The woman was having counselling for trauma. Nerve damage to her hand had caused loss of feeling and strength in it to the extent she couldn’t pick up her baby for three months.
The injury also prevented her from being able to do her normal work duties.
Poutu was fined $1800 in Gisborne District Court yesterday, having earlier pleaded guilty to a charge of owning a dog that seriously injures a person or causes the death of protected wildlife.
The offence is punishable by up to three years imprisonment or a fine of up to $20,000.
Judge Turitea Bolstad took into account Poutu’s remorse, willingness to have his dogs put down and a successful restorative justice meeting where he had paid the victim $5000 for lost earnings.
Poutu told police that his heart “sank” when he learned what happened to his neighbour. He was more concerned about her than his dogs. He called the pound immediately to have the dogs put down.
He was tearful during the sentencing hearing as he had been throughout the restorative justice conference, duty solicitor Audrey Aitcheson said.
At the meeting, he had expressed deep sorrow for what his dogs had done. He was conscious the attack could have been even worse and was thankful it wasn’t.
Poutu said he was not going to be a dog owner again any time soon — if ever.
He accepted the effects on the victim and her family were significant and long-lasting.
Ms Aitcheson endorsed the recommendation in a pre-sentence report for a fine or an emotional harm payment, which if rejected by the victim, would go to the SPCA.
She submitted that in terms of comparable cases, this one was akin to an Auckland one in which Elijah Button’s two bull terrier-type dogs attacked an elderly woman and her small terrier as they walked down the woman’s driveway. The terrier was killed; the woman injured.
Button was fined a total of $1600. Reparation of $2900 he was ordered to pay was reduced on appeal to $1000 to be paid at $20 weekly. Button had argued he couldn’t afford to pay the earlier-imposed amount.
Ms Aitcheson said while Poutu had paid the victim a lump sum for her lost earnings, he was struggling financially after damage caused at his property by the recent floods in Mangapapa.
Judge Bolstad agreed he could pay the fine by instalments.
She noted Poutu had no previous similar convictions.
It was to his credit that he had not tried to challenge the destruction of his dogs.
There had clearly been an amicable outcome to the restorative justice conference.
Notwithstanding the pain and upset caused to her and her family by the attack, the victim had accepted Poutu’s apology and wanted him to stop beating himself up.

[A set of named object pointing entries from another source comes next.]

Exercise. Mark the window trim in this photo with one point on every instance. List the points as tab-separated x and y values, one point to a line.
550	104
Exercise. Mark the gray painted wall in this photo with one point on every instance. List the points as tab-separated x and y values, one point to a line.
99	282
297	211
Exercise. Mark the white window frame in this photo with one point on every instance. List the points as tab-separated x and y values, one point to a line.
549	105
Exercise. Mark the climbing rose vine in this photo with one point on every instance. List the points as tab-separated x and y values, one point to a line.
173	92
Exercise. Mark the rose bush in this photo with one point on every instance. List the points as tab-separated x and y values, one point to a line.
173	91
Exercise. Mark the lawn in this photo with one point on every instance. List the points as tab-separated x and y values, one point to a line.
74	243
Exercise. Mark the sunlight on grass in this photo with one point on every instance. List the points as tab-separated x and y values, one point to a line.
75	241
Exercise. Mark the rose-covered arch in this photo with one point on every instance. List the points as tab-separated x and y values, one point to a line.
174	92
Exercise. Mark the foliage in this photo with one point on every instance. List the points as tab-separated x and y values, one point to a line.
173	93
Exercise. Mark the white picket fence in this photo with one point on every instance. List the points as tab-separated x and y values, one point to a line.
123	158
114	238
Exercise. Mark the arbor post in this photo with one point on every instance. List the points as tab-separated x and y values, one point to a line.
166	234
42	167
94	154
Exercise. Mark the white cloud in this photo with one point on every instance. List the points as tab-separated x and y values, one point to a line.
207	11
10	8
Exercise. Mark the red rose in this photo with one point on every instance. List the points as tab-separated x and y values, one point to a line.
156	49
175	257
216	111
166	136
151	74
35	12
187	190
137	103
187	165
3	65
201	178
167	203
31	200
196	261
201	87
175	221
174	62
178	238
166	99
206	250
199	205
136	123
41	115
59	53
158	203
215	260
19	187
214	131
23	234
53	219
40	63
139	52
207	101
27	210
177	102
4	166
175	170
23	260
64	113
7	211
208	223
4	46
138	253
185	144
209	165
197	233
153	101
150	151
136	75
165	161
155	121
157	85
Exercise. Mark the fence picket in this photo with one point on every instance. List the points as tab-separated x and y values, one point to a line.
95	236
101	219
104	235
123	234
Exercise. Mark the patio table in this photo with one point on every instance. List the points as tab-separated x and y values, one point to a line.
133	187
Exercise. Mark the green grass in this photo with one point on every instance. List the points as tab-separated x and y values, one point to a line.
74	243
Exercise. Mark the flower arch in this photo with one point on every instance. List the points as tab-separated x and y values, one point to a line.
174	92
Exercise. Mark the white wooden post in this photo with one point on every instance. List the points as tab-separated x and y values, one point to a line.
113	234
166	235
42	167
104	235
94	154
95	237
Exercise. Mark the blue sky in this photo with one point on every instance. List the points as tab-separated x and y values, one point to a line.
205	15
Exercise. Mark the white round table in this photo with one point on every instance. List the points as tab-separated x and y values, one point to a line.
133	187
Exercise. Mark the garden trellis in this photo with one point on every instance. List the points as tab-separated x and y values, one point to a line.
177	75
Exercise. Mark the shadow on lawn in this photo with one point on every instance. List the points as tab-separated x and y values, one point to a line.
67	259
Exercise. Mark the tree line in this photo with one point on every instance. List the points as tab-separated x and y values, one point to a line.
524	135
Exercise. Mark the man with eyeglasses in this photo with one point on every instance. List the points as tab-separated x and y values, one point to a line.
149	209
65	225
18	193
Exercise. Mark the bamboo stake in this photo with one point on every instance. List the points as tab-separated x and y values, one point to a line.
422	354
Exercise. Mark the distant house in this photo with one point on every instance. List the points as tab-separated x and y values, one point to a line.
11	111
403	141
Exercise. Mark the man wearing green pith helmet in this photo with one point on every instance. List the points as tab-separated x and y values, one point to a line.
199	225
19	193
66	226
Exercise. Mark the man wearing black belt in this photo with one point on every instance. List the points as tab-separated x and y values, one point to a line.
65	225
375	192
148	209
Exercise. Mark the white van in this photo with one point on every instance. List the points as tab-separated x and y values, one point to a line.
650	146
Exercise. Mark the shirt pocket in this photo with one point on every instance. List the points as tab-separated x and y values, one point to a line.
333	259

The court was told that Poutu and his neighbour had agreed not to have more than two dogs at each of their properties.
Poutu’s dogs were a mother and son, one of them a Labrador-cross.
The victim and her family had two German shepherds.
The dogs were all subject to the usual district council checks.
The judge understood there had been some issues with Poutu’s dogs, which he and his neighbour had tried to mitigate.
However, the neighbour’s concerns were ongoing — so much so that she and her family had decided to move.
Judge Bolstad said she didn’t have much information but noted an inference someone else had been bitten at some stage.
She accepted Poutu had tried to mitigate any risks posed by his dogs but clearly it was not enough. Unfortunately, the dogs were able to escape from the property, albeit because someone else left a gate open as happens in many cases.
This case was a clear reminder to dog owners to be prepared for the inevitable and of their obligations to keep dogs safe and secure, the judge said.